Give Yourself A Break

Publishing is a competitive sport of sorts. Think about it. How many authors are out there? How many books? (If you’ve seen my growing book wish list, you’ll see it’s quickly getting out of control.)

And only the best get to enjoy some visibility in bookstores and online retailers.

Yet the amount of rejection every author faces is daunting. It can be soul crushing.

I know I look at my work with such a critical eye that I pretty much convince myself no one would ever waste even five minutes reading it. 

(Other authors have felt this way, I’ve heard ’em mention it.)

So what’s a writer to do? Quit, right?

Wrong!

Anyone who’s caught the writing bug knows that while quitting seems appealing from time to time, the urge to write is still inside, perhaps buried or latent or beaten down, but it’s there. And it refuses to be snuffed out. 

Sometimes it takes hearing a reader gush about a character they liked, or receiving positive feedback from a beta reader, or even returning to an abandoned project and realizing its waaaay better than you first thought to get you back in the proverbial saddle. 

Last summer, I’d started a new YA contemporary and got about 20,000 words in before falling out of love with it. I’d taken a few writerly ego hits (a press shut down and I got rights for four novels returned to me–a good thing, but it effectively annihilated my backlist–and I was toiling with the querying of a different YA contemporary written the previous winter), and contemplated quitting. My joie de writing had dried up. 

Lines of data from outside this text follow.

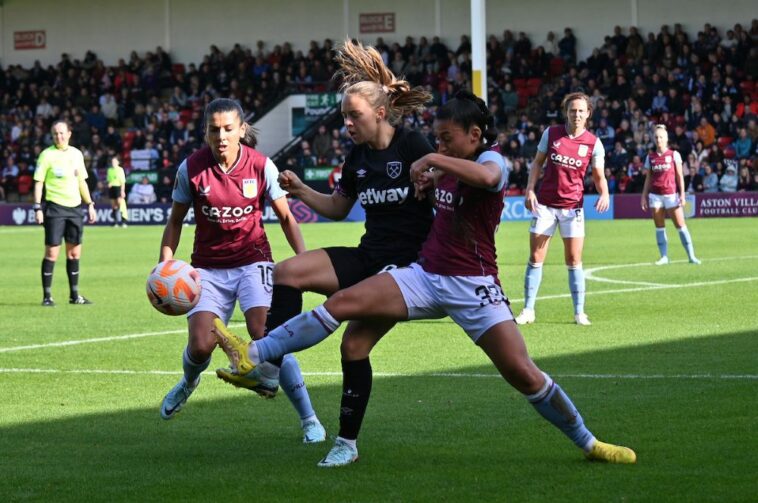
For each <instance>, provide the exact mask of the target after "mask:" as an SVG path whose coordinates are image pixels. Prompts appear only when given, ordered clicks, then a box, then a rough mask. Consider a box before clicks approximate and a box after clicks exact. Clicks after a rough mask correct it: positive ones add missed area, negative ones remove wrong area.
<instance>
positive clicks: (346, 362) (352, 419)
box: [339, 358, 372, 440]
mask: <svg viewBox="0 0 758 503" xmlns="http://www.w3.org/2000/svg"><path fill="white" fill-rule="evenodd" d="M371 381H372V373H371V362H370V361H369V359H368V358H366V359H365V360H357V361H352V362H348V361H344V360H343V361H342V401H341V402H340V432H339V436H340V437H342V438H346V439H348V440H355V439H357V438H358V433H359V432H360V430H361V424H363V416H364V415H365V414H366V408H367V407H368V399H369V397H370V396H371Z"/></svg>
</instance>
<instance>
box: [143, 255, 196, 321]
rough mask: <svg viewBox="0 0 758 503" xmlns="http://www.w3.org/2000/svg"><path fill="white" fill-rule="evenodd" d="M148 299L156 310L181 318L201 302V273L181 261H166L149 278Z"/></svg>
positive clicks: (157, 266)
mask: <svg viewBox="0 0 758 503" xmlns="http://www.w3.org/2000/svg"><path fill="white" fill-rule="evenodd" d="M146 290H147V298H148V299H150V304H152V305H153V307H154V308H155V309H157V310H158V311H160V312H162V313H163V314H168V315H169V316H179V315H181V314H186V313H187V312H189V310H190V309H192V308H193V307H195V306H196V305H197V302H198V301H199V300H200V290H201V286H200V273H198V272H197V271H196V270H195V269H194V268H193V267H192V266H191V265H189V264H188V263H187V262H184V261H181V260H166V261H165V262H161V263H160V264H158V265H157V266H155V268H154V269H153V270H152V271H150V275H149V276H148V277H147V286H146Z"/></svg>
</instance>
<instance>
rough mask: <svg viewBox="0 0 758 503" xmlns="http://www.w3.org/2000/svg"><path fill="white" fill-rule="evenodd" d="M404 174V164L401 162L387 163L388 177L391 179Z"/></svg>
mask: <svg viewBox="0 0 758 503" xmlns="http://www.w3.org/2000/svg"><path fill="white" fill-rule="evenodd" d="M402 172H403V163H402V162H401V161H390V162H388V163H387V175H388V176H389V177H390V178H397V177H398V176H400V173H402Z"/></svg>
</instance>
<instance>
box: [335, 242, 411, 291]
mask: <svg viewBox="0 0 758 503" xmlns="http://www.w3.org/2000/svg"><path fill="white" fill-rule="evenodd" d="M324 251H325V252H326V254H327V255H329V260H331V261H332V267H334V272H335V274H336V275H337V281H338V283H339V288H340V290H342V289H344V288H347V287H349V286H353V285H355V284H356V283H360V282H361V281H363V280H364V279H366V278H368V277H369V276H373V275H374V274H377V273H379V272H381V271H383V270H386V269H393V268H395V267H405V266H407V265H408V264H410V263H411V262H413V261H414V260H415V257H410V256H409V257H394V258H393V259H390V258H388V257H386V256H383V255H382V256H379V255H374V254H372V253H371V252H369V251H367V250H365V249H363V248H355V247H347V246H332V247H329V248H324Z"/></svg>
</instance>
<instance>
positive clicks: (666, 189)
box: [647, 149, 676, 196]
mask: <svg viewBox="0 0 758 503" xmlns="http://www.w3.org/2000/svg"><path fill="white" fill-rule="evenodd" d="M675 155H676V153H675V152H674V151H673V150H671V149H667V150H666V151H665V152H663V153H661V154H659V153H658V152H652V153H650V154H649V155H648V158H647V159H648V164H649V165H650V192H651V193H653V194H658V195H662V196H663V195H669V194H676V169H675V167H676V164H675V162H676V161H675V160H674V157H675Z"/></svg>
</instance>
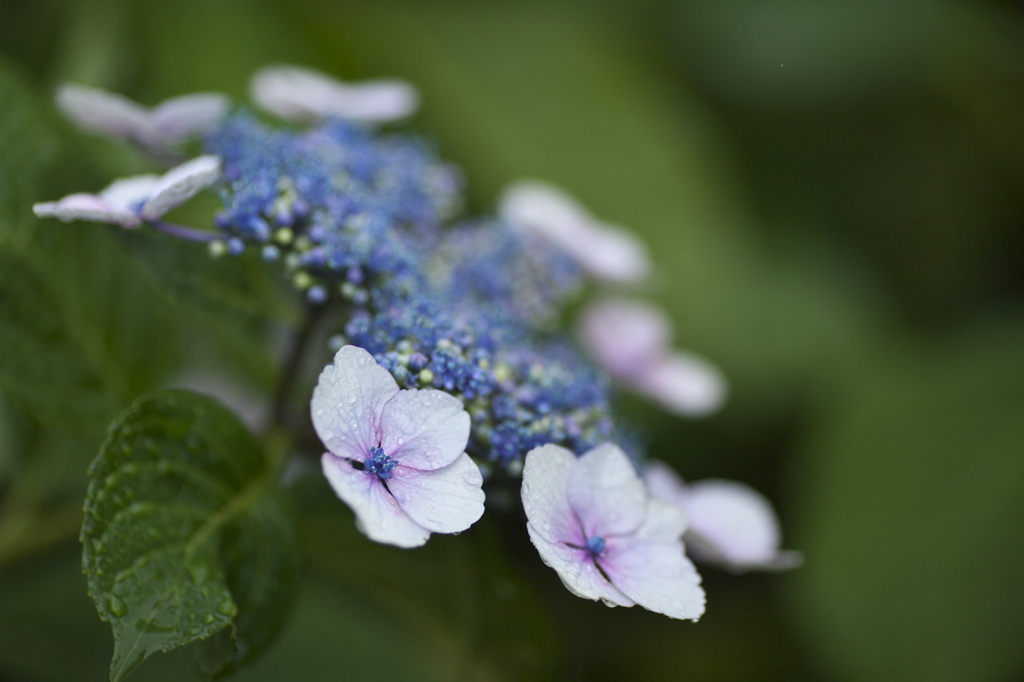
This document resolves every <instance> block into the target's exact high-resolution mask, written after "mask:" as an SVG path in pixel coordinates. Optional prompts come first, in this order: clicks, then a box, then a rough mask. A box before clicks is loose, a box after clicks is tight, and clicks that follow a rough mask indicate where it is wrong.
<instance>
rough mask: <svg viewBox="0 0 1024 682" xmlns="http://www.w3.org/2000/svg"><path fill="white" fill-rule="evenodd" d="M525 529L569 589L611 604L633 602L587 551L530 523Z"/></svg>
mask: <svg viewBox="0 0 1024 682" xmlns="http://www.w3.org/2000/svg"><path fill="white" fill-rule="evenodd" d="M526 529H527V530H528V531H529V539H530V542H532V543H534V546H535V547H536V548H537V551H538V553H540V555H541V559H542V560H543V561H544V563H546V564H548V565H549V566H551V567H552V568H554V569H555V572H557V573H558V578H560V579H561V581H562V584H563V585H564V586H565V587H566V588H567V589H568V591H569V592H571V593H572V594H574V595H577V596H578V597H583V598H584V599H594V600H597V599H600V600H601V601H603V602H604V603H605V604H607V605H608V606H632V605H633V603H634V602H633V600H632V599H630V598H629V597H627V596H626V595H625V594H623V592H622V591H621V590H618V589H617V588H616V587H615V586H614V585H612V584H611V583H609V582H608V581H607V580H606V579H605V578H604V576H602V574H601V571H600V570H598V568H597V566H596V565H595V564H594V560H593V559H592V558H591V557H590V555H589V554H588V553H587V551H586V550H580V549H574V548H571V547H569V546H567V545H566V544H565V543H562V542H551V541H549V540H548V539H547V538H545V537H544V536H542V535H541V534H540V531H539V530H538V529H537V528H536V527H535V526H534V525H532V524H528V525H527V526H526Z"/></svg>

A few months later, I got new contracts for two of my returned projects (Yay!), and received some good news for the YA contemporary. Riding the good news high, I pulled out the partially drafted novel and reviewed it. I realized it was way better than I’d given it credit for. Who knew?! 

The upshot?

I need to GIVE MYSELF A BREAK. Sure, whatever I write needs editing–that’s par for the course–but I shouldn’t see that as a reason to quit…or to bash myself. I need to recognize I can tell a damn good story. I need to acknowledge my ability to create complex characters. 

I need to keep writing.

How about you? Do you need to give yourself a break? If so, what kind?

Believe In Yourself

I’ve been reworking rewriting an old project for a couple weeks now and let me tell you I’m struggling with it.

Not the story itself. I loved getting reacquainted with the characters. And once I consulted Save The Cat (a screenwriting guide that’s helpful for plotting novels too), I was able to outline a new and improved plot.

The first couple of chapters practically wrote themselves. Then I ground to a halt. For some reason, I hated everything I wrote. I froze when I opened the Word doc to continue drafting. I fell into a funk. HARD.

The reason?

I lost all confidence in my ability to write.

Some call it writer’s block, some call it procrastination, and some call it an empty creative well. For me, when I’m not writing it’s because I can’t see anything good about my skills. It doesn’t matter that I’ve written a million words. It doesn’t matter that I have published works. It doesn’t matter that people have told me how much they like X, Y, or Z about my stories.

Lack of confidence means all I see are the negatives and I’m blind to the positives.

It totally sucks donkey balls. And I HATE when it happens. I’m basically at a standstill, a dead end, encased in concrete.

I could quit. Then I wouldn’t have to fight myself and feel like crap. I wouldn’t feel guilty about watching TV when I should be writing. I wouldn’t be chastising myself for not working on that cool story that’s nagging at the back of my mind.

But I can’t quit. My friends won’t let me, lol!

And deep down, I don’t want to quit. Because I’ve got more than one story nagging at me. I’ve got more like ten.

And I do know how to write. I just have to remind myself of that.

How do I do that?

I write. And while I write, I let my character(s) talk to me. I transcribe what they see, hear, think, and feel. Once I get in their head(s), the story starts to emerge. And before I know it, I’m writing.

Bottom line: To write, all I have to do is believe in myself.

Sometimes it’s easier said than done.

How about you? How do you believe in yourself?